6. Lack of Self-Organization and Emergent Properties in Machine Information Flow

It has become more evident that the information flow associated with machine learning is not systematic when comparing it to the human information activity system. For the low-level information activity, the “sensory” source of the neural network is the data sampled from various external sensors, which are often chosen arbitrarily because only the data are important to the network. As a result, the assimilation and dissimilation of information of the sensors and the surrounding environment, and the condensation of information in these processes, are not reflected in the “learning” of the neural network. In addition, the neural network acquires only part of the static information of a particular sensor when a particular set of data is recorded. On the other hand, these sensors are often controlled by humans or placed in locations that are not associated to the network, i.e., these sensors and the associated information are other-organized, and the “learning results” of the neural network are often not translated into feedback and control of these sensors. Moreover, this information has not acquired interpretation and direct symbolic relation through the machine’s “perception” process, in which case “artificial intelligence” cannot emerge from the lower level of “sensory” activity. Thus, the “low-level information activity” of this information flow lacks self-organization and emergence properties.

For high-level, the renewed information created by the subject can directly become the subject’s purpose and plan, creating a real physical entity through the process of social practice. Artificial neural networks, on the other hand, are not social. The results of their “symbolic reasoning” often stop there and cannot be fed back into the environment through social practices. The purposes of neural networks cannot be modified in the process of “learning”, and these purposes often depend on the design of scientists and engineers in the form of deterministic algorithms, hyperparameters, and dataset labels, which are not part of the parameters that can be modified by neural networks.

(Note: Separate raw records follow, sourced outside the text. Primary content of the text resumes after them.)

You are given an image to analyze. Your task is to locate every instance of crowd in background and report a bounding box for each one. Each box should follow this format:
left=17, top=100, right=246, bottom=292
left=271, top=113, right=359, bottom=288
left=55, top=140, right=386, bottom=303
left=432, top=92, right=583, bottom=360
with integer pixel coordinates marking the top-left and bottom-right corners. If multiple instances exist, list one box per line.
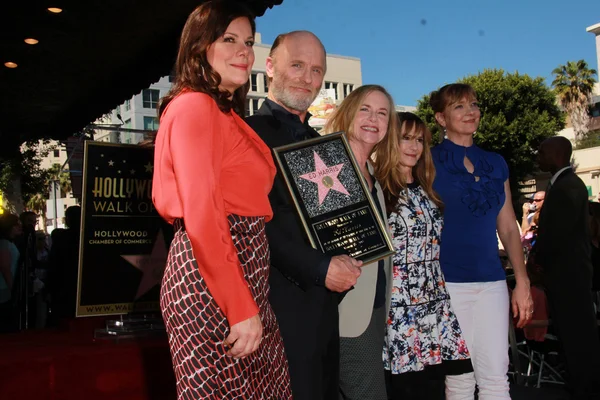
left=0, top=206, right=81, bottom=332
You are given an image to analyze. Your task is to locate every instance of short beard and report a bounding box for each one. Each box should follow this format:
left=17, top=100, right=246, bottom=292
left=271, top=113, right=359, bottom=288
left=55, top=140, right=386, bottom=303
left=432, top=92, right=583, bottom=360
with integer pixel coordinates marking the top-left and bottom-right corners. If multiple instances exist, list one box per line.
left=269, top=80, right=317, bottom=112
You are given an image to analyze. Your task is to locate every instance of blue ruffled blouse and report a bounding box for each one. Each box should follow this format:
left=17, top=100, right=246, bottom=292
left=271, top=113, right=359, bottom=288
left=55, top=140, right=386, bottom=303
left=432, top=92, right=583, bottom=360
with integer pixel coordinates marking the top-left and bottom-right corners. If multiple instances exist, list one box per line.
left=431, top=139, right=508, bottom=282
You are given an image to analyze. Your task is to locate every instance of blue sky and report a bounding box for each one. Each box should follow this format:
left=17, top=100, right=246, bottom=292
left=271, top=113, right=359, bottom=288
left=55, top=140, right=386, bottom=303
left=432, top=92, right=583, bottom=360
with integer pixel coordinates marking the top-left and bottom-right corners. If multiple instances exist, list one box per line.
left=257, top=0, right=600, bottom=105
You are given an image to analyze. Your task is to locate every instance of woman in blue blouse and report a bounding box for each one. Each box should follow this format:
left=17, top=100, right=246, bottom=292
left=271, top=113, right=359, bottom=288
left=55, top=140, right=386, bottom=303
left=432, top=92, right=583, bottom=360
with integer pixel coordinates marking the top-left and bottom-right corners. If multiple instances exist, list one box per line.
left=430, top=84, right=533, bottom=400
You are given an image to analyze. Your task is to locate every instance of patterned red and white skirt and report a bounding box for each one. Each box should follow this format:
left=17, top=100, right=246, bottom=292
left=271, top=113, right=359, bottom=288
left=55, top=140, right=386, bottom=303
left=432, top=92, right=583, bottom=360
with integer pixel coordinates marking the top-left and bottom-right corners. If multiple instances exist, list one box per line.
left=160, top=215, right=292, bottom=400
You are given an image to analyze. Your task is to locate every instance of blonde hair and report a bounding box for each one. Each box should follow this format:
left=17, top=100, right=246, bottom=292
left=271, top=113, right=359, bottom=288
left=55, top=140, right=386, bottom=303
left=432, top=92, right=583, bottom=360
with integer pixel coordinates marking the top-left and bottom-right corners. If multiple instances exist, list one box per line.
left=375, top=112, right=444, bottom=213
left=323, top=85, right=398, bottom=158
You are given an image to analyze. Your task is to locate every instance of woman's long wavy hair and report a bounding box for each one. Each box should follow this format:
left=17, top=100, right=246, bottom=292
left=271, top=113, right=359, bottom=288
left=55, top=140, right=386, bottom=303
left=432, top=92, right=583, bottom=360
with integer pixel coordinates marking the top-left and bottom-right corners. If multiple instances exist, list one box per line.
left=323, top=85, right=398, bottom=157
left=158, top=0, right=256, bottom=118
left=375, top=112, right=443, bottom=213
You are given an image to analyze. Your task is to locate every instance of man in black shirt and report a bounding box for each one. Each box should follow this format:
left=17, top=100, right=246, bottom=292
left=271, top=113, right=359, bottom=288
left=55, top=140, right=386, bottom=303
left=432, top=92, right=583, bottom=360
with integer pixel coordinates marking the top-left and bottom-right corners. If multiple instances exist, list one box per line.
left=246, top=31, right=362, bottom=400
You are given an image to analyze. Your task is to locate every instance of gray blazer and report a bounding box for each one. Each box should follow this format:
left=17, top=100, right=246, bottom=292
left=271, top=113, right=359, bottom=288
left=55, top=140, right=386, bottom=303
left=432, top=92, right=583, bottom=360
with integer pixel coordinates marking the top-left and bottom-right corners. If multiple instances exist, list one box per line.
left=339, top=164, right=393, bottom=337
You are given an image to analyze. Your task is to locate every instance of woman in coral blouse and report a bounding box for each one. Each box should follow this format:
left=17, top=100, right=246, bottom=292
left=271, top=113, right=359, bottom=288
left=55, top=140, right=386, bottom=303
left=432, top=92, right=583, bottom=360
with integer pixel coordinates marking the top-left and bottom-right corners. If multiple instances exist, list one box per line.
left=152, top=1, right=291, bottom=400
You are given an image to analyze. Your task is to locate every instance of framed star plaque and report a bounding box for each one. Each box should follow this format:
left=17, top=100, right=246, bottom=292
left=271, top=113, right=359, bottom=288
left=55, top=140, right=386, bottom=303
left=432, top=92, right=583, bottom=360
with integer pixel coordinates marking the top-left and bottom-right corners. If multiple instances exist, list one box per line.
left=75, top=141, right=171, bottom=317
left=273, top=132, right=394, bottom=264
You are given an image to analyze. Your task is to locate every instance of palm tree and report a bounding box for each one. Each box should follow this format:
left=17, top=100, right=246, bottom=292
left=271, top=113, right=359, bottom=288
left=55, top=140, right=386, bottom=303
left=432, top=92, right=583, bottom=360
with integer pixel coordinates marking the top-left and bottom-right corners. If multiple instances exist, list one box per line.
left=26, top=193, right=48, bottom=233
left=48, top=164, right=73, bottom=194
left=552, top=60, right=596, bottom=142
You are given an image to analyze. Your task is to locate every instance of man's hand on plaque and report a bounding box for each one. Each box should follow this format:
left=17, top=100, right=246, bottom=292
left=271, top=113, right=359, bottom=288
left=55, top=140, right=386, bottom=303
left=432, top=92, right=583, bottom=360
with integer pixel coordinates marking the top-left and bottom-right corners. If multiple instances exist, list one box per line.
left=325, top=255, right=362, bottom=293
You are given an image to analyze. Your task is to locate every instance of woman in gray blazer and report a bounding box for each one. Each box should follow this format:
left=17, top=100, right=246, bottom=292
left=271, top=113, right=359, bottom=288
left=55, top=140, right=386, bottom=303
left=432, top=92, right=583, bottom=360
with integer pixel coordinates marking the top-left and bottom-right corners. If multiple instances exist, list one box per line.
left=325, top=85, right=398, bottom=400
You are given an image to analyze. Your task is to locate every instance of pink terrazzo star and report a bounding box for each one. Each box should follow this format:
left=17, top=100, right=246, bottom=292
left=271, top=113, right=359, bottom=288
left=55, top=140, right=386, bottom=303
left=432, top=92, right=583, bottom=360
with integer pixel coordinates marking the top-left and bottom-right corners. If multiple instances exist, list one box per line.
left=300, top=151, right=350, bottom=205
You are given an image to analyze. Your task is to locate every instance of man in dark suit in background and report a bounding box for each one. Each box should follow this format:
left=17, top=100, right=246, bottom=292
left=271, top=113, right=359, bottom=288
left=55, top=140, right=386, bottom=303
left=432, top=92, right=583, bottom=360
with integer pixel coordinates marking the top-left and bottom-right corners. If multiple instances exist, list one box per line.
left=535, top=136, right=600, bottom=399
left=246, top=31, right=361, bottom=400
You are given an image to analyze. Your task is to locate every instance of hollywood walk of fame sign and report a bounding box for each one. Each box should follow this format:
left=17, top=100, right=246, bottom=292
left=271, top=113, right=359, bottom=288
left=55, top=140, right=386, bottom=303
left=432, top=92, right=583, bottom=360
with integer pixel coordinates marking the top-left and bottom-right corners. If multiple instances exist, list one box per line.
left=273, top=132, right=393, bottom=263
left=77, top=141, right=172, bottom=317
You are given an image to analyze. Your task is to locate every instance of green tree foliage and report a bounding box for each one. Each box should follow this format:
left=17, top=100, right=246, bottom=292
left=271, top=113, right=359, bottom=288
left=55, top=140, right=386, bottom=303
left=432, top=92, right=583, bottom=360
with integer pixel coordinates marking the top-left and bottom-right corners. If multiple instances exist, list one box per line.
left=0, top=141, right=52, bottom=211
left=575, top=129, right=600, bottom=150
left=47, top=164, right=73, bottom=197
left=417, top=69, right=565, bottom=197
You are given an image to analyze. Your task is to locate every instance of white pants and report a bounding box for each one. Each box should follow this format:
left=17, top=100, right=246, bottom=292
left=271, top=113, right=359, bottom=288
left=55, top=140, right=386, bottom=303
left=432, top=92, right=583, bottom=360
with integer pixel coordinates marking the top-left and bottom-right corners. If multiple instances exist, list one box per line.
left=446, top=281, right=510, bottom=400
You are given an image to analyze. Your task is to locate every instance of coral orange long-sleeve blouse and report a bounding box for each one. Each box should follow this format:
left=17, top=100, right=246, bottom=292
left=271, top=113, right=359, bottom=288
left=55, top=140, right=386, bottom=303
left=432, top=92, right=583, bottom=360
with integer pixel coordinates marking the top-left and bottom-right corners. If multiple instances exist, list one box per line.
left=152, top=92, right=275, bottom=326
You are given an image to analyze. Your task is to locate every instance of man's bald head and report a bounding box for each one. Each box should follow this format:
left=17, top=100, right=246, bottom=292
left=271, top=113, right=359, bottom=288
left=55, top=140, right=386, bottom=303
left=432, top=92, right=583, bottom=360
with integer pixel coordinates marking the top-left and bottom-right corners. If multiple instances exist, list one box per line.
left=269, top=31, right=327, bottom=58
left=538, top=136, right=573, bottom=172
left=266, top=31, right=327, bottom=117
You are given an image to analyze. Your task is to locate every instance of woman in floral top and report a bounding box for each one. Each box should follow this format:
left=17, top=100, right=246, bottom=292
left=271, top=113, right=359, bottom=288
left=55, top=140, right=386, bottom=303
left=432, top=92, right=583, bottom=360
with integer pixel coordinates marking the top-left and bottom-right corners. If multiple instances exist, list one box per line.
left=376, top=113, right=472, bottom=400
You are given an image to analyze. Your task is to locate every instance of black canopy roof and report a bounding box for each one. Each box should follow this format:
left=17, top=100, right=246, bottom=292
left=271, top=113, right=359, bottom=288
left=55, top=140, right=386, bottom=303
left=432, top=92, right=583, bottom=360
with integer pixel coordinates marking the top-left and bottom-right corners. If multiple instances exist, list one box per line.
left=0, top=0, right=283, bottom=156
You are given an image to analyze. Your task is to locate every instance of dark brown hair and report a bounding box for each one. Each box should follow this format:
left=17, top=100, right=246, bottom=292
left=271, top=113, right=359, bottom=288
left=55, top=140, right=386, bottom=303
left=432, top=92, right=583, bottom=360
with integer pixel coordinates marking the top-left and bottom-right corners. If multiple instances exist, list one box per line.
left=158, top=0, right=256, bottom=118
left=589, top=201, right=600, bottom=244
left=429, top=83, right=477, bottom=113
left=0, top=214, right=20, bottom=240
left=375, top=112, right=443, bottom=213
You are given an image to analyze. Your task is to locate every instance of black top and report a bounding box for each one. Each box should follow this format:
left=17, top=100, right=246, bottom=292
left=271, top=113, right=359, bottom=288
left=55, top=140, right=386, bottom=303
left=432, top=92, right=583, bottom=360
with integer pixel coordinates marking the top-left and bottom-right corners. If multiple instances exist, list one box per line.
left=371, top=170, right=387, bottom=308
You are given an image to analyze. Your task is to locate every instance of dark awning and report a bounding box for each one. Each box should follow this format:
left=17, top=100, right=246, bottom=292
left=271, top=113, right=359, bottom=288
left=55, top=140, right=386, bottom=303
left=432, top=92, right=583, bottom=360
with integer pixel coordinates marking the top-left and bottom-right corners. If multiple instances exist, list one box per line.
left=0, top=0, right=282, bottom=155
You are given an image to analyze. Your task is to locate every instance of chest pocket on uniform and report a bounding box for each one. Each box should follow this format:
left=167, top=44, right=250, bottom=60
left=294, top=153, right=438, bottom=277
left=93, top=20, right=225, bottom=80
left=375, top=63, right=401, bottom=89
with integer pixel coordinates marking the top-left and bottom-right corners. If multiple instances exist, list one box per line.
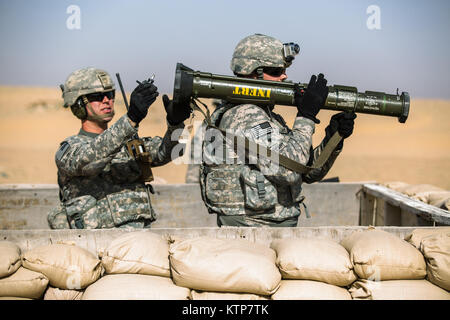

Essentially, the “decisions” made by these so-called “artificial intelligences” cannot be called a decision, because a real decision requires more of an emergent process and cannot be achieved with only preconditions [7]. In the “decision” process of neural networks, for example, the relevant factors and processes are organized and deterministic. In the process of “decision making” of neural networks, the relevant factors and processes are other-organized and deterministic. They depend essentially on pre-design, rather than on the actual “decision” process of the neural network, so do not produce a performance like high-level information activity of a subject. As a result, these “high-level information activities” also lack self-organization and emergence properties.

The deep learning approach we currently use and the information structures embodied in this approach fall short of the complexity, holistic properties, self-organization, and evolution to produce the information activity system of intellectual subject. Mechanically determined deep learning and other related design methods alone are not sufficient if we really want to reach the original goal of artificial intelligence as a research field—to build information systems that exhibit human-like intelligence.